Seemed like too much work so after that I went
to a specialty shop that bored and honed with
a sunnen. Cheap at twice the price.
a Harley cylinder is bolted down as you said.
however the head is pulled down by 5 bolts which puts a strain on the upper cylinder flexing it so thats the reason for the torque plates.
having said that ive bored lots of shovelhead and some panhead cylinders before i started using torque plates and have never had any returned for reasons related to boring or any other reason.
i havent bored any Blockhead cylinders.
the biggest problem i did see on HD engines using hydraulic lifters was the person wouldnt let the lifter bleed down after adjusting the valves then they would cycle the engine thru bend a valve and crack a valve guide and usually the head also.
i love home schooled mechanics they will keep you in business, at least for a while.
i dont mind adjusting valves on Shovelheads so i use solid lifter adapters and dont have the bleed down problem...jim
What I found with the old style cylinders is, the thin area that protrudes into the case flares out about .002" when the four nuts are tightened, an area about 2" down from the head bolts will bulge in about .001". At least use a torque plate on the bottom of the cylinder, otherwise the piston will tend to rock at the bottom of the stroke causing the rings to wear a groove.
Its good to use the same type of gaskets with the torque plates, but use new ones on assembly.
One problem I encounter on pan/shovel hydraulic lifters is, often an after market cam is used. These cams develop their lift by grinding down the base circle of the cam. This causes the lifters to drop below the oil holes in the tappet guides, starving the lifter. The top oil groove on the lifter can be widened upward to help with that.

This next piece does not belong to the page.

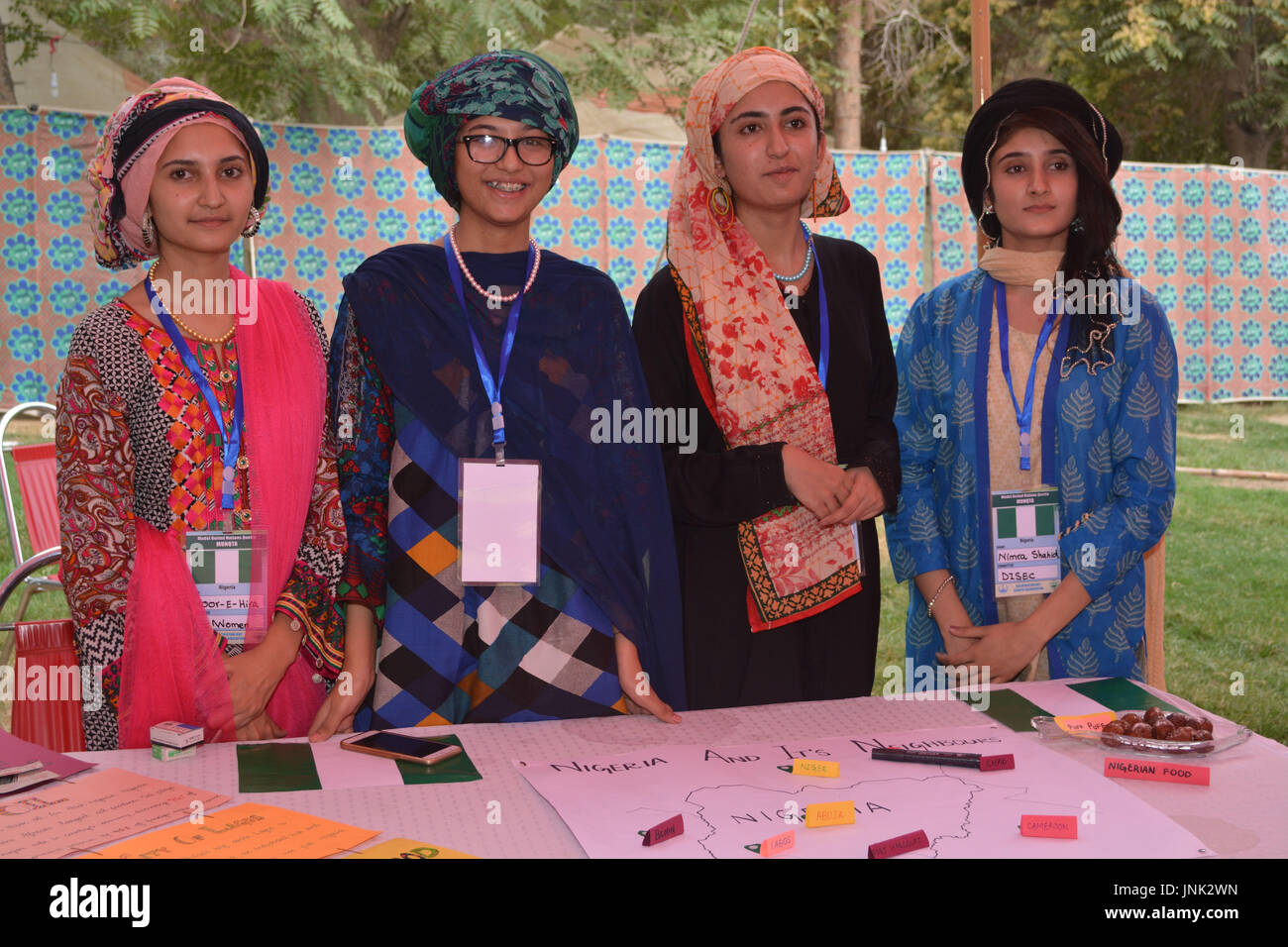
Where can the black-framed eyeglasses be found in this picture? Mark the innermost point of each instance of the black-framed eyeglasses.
(487, 150)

benesesso did mention a good point, years ago I was shocked to find a knucklehead cylinder grew by almost an eighth of an inch at top operating temp- no wonder HD adapted the hydraulic lifters to their machines.
Typical cylinder growth is about .060", lifters compress at cold .100".
The top motor mount is designed to flex.
One of the most interesting things is, how the oil is returned in the 1999 and earlier big twin engines.
Cylinders growing an eighth inch.......come on get real.
If that were true the compression ratio would drop about four to five points,and you would need magic pushrods also.
i seem to recall that the late Casey LaRue used to market a gage for adjusting Shovelhead lifters and the gap was 1/2" before bleed down is that about right?
how is the oil returned on the Blockhead im guessing it doesnt drain VIA the cast in return gallery like the Shovel?...jim
No, .125 growth on those old small bore iron cylinders.
CR was probably 6 or 7 to 1 0n a thirties knuck?
And the magic push rods were the hydraulic lifters- that's why HD bought the GM lifter design in the first place.
Of course this is all "hanging around in old shops" talk- I sure don't have a testing rig.
Anyone know the real measurement?
Ah, a torque plate for the *top* of the head.
That makes more sense.
tooljim, the blockheads and twincams drain from the the head via a straight hole along the edge of the cylinder into the crankcase compartment, very much like the early panheads that had the hydraulic lifter in the top of the pushrod 52 and earlier off the top of my bald head.
I remember those adjusting tools, but never owned one.
Jim rozen, on Hardly old Ablesons its the base of the iron cylinders the distort the most, the BMWs probably less prone to these problems. I have always wanted a BMW.